The final design of the 60,000-square-meter facility, to be located in Al-Ahsa, recently was unveiled by Malek Al Moosa, the CEO of Al Moosa Medical Group as part of the group’s greater mission to expand their reach across the Kingdom to address a need for specialized rehabilitation and long-term care hospitals in the region.
This new facility was designed within the virtual environment, employing virtual reality (VR) to design each major space as a means of design iteration, allowing for real-time feedback.
The new facility will be a rehabilitation and long-term care oasis in the region, including rehabilitation programs for sports injuries, bone injuries for adults and children, spinal injuries, and neural and brain injuries. The state-of-the-art facility was designed by HDR, who consistently ranks among the best in global hospital design and fifth among the top 100 international design companies. HDR brought together design and planning experts to create a master plan for the new facility for Al Moosa that reflects the highest level of international medical and architectural design.
The rehabilitation and long-term care hospital will be located in Eastern Al Ahsa.

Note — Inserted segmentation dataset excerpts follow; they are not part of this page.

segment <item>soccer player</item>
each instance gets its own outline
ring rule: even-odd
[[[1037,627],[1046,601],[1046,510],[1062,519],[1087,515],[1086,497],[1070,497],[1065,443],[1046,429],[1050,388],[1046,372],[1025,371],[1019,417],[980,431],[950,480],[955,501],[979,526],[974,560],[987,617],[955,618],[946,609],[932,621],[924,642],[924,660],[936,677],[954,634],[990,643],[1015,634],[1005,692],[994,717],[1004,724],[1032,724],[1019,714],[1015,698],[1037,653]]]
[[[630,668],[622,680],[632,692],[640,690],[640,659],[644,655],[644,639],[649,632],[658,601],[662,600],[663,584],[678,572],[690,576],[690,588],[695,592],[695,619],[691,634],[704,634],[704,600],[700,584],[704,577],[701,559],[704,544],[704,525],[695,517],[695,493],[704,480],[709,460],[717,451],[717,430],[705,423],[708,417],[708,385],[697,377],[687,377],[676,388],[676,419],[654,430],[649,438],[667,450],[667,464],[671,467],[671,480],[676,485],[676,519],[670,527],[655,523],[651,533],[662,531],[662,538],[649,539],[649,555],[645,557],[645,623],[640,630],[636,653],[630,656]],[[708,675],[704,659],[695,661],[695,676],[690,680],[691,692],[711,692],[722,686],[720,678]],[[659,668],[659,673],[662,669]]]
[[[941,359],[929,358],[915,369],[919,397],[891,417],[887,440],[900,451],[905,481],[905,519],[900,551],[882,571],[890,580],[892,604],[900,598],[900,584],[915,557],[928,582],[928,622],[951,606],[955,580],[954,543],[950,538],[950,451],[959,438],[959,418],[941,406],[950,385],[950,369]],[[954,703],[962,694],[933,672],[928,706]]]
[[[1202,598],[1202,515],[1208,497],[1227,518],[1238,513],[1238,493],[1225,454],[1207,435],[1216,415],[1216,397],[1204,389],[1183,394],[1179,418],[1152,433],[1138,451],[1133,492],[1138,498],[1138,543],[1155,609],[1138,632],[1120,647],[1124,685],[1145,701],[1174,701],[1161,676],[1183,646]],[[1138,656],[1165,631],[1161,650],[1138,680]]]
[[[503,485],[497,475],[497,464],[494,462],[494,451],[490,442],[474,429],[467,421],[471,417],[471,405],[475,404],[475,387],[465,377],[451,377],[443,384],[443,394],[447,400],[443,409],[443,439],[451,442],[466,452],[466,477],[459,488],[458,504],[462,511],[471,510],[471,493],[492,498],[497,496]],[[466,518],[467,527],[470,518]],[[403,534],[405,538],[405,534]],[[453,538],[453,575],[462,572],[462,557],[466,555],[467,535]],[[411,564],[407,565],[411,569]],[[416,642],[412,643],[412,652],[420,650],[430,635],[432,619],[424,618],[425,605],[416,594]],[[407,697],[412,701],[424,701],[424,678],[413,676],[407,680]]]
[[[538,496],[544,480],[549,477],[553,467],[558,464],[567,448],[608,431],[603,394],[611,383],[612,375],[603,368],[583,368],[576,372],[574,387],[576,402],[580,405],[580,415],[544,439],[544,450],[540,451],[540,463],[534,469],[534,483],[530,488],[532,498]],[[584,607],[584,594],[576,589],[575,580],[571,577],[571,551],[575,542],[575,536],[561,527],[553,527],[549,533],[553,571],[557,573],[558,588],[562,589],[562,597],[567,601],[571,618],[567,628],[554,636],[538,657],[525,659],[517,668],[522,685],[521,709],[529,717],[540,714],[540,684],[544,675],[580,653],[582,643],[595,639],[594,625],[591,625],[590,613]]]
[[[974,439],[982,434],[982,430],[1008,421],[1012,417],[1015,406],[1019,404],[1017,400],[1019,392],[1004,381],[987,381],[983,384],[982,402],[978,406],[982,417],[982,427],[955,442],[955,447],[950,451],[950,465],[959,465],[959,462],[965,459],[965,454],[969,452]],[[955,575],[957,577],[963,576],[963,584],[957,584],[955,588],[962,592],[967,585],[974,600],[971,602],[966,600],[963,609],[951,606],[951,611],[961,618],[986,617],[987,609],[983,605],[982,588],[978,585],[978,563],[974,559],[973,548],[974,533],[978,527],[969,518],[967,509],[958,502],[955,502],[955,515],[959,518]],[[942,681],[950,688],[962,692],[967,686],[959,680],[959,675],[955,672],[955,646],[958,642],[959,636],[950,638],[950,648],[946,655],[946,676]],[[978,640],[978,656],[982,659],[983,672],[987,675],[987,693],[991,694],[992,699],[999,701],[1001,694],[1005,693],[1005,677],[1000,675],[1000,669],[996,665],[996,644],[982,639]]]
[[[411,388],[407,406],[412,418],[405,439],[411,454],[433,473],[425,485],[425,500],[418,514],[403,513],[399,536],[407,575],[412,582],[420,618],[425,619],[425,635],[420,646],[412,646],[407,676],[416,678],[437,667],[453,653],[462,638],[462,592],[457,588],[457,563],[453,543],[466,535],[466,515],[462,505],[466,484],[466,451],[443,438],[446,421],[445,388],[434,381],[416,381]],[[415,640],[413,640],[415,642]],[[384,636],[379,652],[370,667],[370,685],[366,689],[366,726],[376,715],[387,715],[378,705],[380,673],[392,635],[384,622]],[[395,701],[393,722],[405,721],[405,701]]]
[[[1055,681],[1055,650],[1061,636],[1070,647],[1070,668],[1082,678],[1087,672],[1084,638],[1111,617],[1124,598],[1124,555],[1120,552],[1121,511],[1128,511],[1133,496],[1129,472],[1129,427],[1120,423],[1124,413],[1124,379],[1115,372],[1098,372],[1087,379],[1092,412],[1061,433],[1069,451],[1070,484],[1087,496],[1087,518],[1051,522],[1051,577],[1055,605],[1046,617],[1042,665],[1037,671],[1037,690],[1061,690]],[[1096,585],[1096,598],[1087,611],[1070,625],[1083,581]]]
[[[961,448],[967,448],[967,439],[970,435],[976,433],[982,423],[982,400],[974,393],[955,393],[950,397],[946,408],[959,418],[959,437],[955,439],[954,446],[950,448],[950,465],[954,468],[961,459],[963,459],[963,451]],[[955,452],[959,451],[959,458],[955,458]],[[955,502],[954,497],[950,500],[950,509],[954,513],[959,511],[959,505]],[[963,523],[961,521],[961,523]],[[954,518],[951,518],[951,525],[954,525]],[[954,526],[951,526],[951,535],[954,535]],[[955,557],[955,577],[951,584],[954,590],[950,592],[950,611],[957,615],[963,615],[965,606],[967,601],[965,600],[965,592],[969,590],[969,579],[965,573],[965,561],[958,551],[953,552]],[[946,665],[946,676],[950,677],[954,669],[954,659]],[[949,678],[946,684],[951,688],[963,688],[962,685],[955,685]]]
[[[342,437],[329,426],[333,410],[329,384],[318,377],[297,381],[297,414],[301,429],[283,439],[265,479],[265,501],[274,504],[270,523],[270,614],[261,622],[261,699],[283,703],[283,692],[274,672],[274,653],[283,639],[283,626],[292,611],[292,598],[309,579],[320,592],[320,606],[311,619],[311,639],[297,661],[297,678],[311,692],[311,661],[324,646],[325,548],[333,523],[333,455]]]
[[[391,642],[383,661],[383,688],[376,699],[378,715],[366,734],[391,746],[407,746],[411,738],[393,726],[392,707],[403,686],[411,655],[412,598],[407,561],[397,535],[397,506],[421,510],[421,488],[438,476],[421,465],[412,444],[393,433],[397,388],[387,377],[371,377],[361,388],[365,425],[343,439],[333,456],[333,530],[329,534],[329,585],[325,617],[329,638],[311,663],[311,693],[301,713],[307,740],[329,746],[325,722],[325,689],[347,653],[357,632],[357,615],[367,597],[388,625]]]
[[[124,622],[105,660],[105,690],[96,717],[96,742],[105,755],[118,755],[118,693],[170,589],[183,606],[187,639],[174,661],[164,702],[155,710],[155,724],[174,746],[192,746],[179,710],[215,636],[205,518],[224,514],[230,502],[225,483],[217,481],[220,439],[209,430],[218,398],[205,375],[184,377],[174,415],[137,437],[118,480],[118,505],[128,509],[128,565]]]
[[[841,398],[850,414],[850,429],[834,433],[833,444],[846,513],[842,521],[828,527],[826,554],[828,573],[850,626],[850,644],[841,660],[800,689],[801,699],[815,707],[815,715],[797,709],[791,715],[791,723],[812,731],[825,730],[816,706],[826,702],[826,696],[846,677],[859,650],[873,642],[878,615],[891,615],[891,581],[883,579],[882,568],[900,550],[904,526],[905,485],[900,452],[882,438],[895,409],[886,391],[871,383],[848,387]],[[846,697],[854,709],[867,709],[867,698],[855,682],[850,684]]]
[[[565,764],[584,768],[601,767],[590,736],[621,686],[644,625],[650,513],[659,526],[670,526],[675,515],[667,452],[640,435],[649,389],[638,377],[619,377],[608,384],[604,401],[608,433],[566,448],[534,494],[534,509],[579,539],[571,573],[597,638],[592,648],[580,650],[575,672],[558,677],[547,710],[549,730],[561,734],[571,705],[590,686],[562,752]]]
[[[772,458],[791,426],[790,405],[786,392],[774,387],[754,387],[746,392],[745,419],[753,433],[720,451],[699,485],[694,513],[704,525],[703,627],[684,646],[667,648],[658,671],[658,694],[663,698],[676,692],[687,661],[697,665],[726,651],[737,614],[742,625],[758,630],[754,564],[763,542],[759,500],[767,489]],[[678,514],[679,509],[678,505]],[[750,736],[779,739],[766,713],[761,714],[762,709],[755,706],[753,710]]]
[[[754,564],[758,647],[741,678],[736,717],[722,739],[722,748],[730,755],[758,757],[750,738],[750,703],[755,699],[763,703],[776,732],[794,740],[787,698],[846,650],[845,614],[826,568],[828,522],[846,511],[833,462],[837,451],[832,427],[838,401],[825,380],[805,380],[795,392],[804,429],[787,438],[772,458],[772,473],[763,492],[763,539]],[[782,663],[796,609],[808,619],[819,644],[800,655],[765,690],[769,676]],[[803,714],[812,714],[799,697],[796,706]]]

It is designed as a micro village that embraces nature and the surrounding landscape. The master plan take its inspiration from the Al-Ahsa region’s natural landform of an oasis, while the building design fosters healing through its connection to nature. The new facility will stand as the northern gateway to Al-Ahsa that will leave a lasting impression as a striking landmark.
“The new project is aligned with the Saudi 2030 Vision for the future of healthcare and empowering the private sector. It will transform Al Ahsa city from an agricultural oasis into a thoughtful healing oasis, where patients and their families are truly in the center of our care,” said Al Moosa. “It will be the healthcare destination for patients from all over the Kingdom and the GCC region. Patients and their families will feel welcome, respected and comfortable to make this place their home away from home.”
All spaces were designed to create the most positive experience for patients, with the least amount of anxiety and stress possible. Patients and visitors will arrive through a five-star hotel-style lobby with ample waiting areas flanked by retail outlets, including a pharmacy and dining, as well as a hanging garden and water features. The double-height volume and clear layout will allow visitors to navigate the facility intuitively. Patient rooms are designed to enhance the patient and visitor experience, allowing space for families and loved ones to visit and connect socially, and with views to the local steppe landscape.
“We are thrilled to be working with Al Moosa group to bring an answer to the increasing need for rehabilitation and long-term care services in Al Ahsa,” said Mohammed Ayoub, Vice President and Design Director at HDR. “The simple, yet elegant plan is based on an efficient model of world-class care, while it also embraces the local culture and values of the residents of the Kingdom.”
The new facility takes into great consideration reducing energy consumption and preserving the surrounding environment. Key features of the master plan include:
- Tiered green steps originating on the ground level rise to the rehab center containing the gym and pool, shading the parking below and offering healing and visual engagement for patients and staff as part of the rehabilitation regimen.
- The gym and pool structure exhibits an expansive green roof.
- An enclosed garden within the lobby, supplemented by personalized gardens and rehabilitative green spaces at every inpatient floor of the bed tower, assures that everyone has access to nature, irrespective of mobility.
- A protective enclosure created by the seamless and continuous solar screen wraps both the taller inpatient bed tower, as well as the lower rehab gym and pool. Expressing the human instinct to care for our most vulnerable, the sinuous screen follows an undulating pattern and is designed to parametrically change from façade to façade to compensate for the solar heat gain of its specific location and function.
- On the inpatient tower, the screen opens up to the multi-level hanging gardens at the corners of each triangular floor plate.
The 24-bed unit is efficient and functional, setting the framework for a universal model of care and allowing the facility to flex and change to accommodate the way particular units function, evolve, expand and contract. This flexibility further represents the dynamic changes in health delivery taking place in the Kingdom.
The project team is slated to break ground on the project before the end of 2018. Its development will create more than 850 construction jobs, and, once complete, the building will employ at least 1,000 people.